Publié le 3 novembre 2025 à 19h59. Après une semaine diplomatique intense marquée par le sommet de l’APEC à Gyeongju et des rencontres avec les dirigeants américain, chinois et japonais, le président Lee Jae-myung s’attache désormais à concrétiser les avancées obtenues et à consolider les partenariats stratégiques de la Corée du Sud.
- La conclusion imminente d’un accord commercial avec les États-Unis, scellé par un protocole d’accord (MOU) et une fiche d’information commune, est au cœur des priorités du gouvernement.
- Des négociations sont en cours pour obtenir des concessions de la Chine concernant les sanctions imposées à des filiales de Hanwha Ocean et la levée des restrictions culturelles (« Hallyu ban »).
- La relance de la diplomatie de navette avec le Japon, après une première rencontre entre le président Lee et la nouvelle Première ministre Sanae Takaichi, est également à l’ordre du jour.
Le président Lee Jae-myung a consacré sa première journée de travail après la « Super semaine de la diplomatie au sommet » à un examen approfondi des résultats de la semaine de l’APEC et de l’état d’avancement des différentes négociations. Il a reçu un rapport détaillé de son équipe et a esquissé les prochaines étapes stratégiques.

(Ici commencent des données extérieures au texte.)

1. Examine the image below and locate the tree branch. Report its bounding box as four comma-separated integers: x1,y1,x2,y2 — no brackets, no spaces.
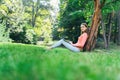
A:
100,0,106,8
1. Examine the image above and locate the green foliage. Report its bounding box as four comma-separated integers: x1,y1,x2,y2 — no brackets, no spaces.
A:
10,25,37,44
0,43,120,80
0,23,11,42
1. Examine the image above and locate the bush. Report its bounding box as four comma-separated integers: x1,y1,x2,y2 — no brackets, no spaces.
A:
10,25,37,44
0,23,11,42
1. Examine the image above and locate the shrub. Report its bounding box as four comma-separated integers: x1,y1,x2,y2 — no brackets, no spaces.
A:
0,23,11,42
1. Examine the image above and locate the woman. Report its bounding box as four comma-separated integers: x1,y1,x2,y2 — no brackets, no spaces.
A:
51,23,88,52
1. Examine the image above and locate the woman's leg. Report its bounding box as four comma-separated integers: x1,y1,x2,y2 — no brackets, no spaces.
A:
52,39,80,52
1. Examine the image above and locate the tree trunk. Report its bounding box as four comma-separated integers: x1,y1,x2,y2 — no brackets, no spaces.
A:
32,0,40,27
107,12,113,47
117,11,120,45
86,0,101,51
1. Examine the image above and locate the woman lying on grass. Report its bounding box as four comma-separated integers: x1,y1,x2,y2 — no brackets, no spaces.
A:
50,23,88,52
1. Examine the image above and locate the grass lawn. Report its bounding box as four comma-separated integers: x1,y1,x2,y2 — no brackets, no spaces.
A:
0,43,120,80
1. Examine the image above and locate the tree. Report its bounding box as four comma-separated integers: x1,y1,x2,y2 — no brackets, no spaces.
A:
86,0,118,51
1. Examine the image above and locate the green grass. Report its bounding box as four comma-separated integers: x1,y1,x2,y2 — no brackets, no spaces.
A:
0,43,120,80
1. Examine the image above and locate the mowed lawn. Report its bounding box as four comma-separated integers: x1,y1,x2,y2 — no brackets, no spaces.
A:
0,43,120,80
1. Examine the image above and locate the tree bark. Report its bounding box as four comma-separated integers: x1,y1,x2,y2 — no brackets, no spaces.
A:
86,0,102,51
101,19,108,48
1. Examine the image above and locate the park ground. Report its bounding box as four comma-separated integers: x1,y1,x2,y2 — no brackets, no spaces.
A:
0,43,120,80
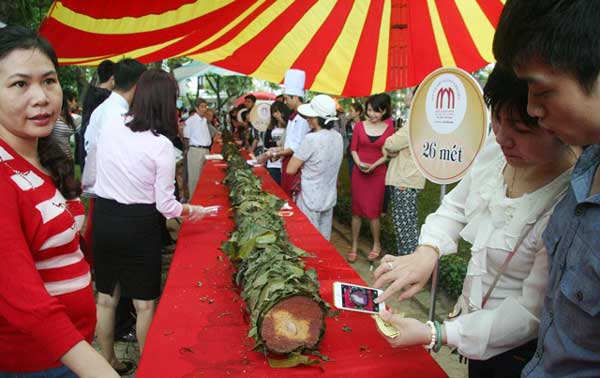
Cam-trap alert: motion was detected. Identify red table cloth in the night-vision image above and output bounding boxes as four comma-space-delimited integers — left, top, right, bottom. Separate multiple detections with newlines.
136, 153, 446, 378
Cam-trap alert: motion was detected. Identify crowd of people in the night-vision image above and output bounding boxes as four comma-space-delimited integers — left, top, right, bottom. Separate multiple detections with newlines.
0, 0, 600, 377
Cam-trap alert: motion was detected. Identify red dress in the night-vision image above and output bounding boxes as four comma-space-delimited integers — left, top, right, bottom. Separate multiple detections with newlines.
350, 122, 394, 219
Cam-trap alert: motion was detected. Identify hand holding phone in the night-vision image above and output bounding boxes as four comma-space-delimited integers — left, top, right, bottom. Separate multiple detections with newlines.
333, 282, 385, 314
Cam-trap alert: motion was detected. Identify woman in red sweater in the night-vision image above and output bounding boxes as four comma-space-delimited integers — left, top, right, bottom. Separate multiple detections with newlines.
0, 27, 118, 377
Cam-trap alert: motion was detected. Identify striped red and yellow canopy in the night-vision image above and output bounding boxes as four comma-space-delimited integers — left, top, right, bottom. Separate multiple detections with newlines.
40, 0, 504, 96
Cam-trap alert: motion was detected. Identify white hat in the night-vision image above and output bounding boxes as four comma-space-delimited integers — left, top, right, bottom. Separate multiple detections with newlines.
283, 68, 306, 97
298, 95, 337, 124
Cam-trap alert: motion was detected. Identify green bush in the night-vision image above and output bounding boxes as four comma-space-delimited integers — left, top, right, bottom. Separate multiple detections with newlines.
333, 159, 471, 298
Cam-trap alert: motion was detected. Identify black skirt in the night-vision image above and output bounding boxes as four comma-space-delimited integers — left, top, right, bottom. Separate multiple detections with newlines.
92, 198, 161, 300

L’un des dossiers les plus urgents concerne l’accord commercial avec les États-Unis. Le gouvernement prévoit de publier conjointement un protocole d’accord et une fiche d’information commune d’ici la fin de la semaine. Le directeur de la politique présidentielle, Kim Yong-beom, a déclaré le 31 octobre dernier que ces documents étaient « presque finalisés ».
Un point particulièrement surveillé est la formulation relative aux droits de douane sur les semi-conducteurs, qui doit garantir que la Corée du Sud ne soit pas désavantagée par rapport à Taïwan. Le gouvernement espère également que l’annonce de l’accord permettra de résoudre les questions litigieuses soulevées lors des discussions, notamment en ce qui concerne une éventuelle ouverture accrue du marché agricole.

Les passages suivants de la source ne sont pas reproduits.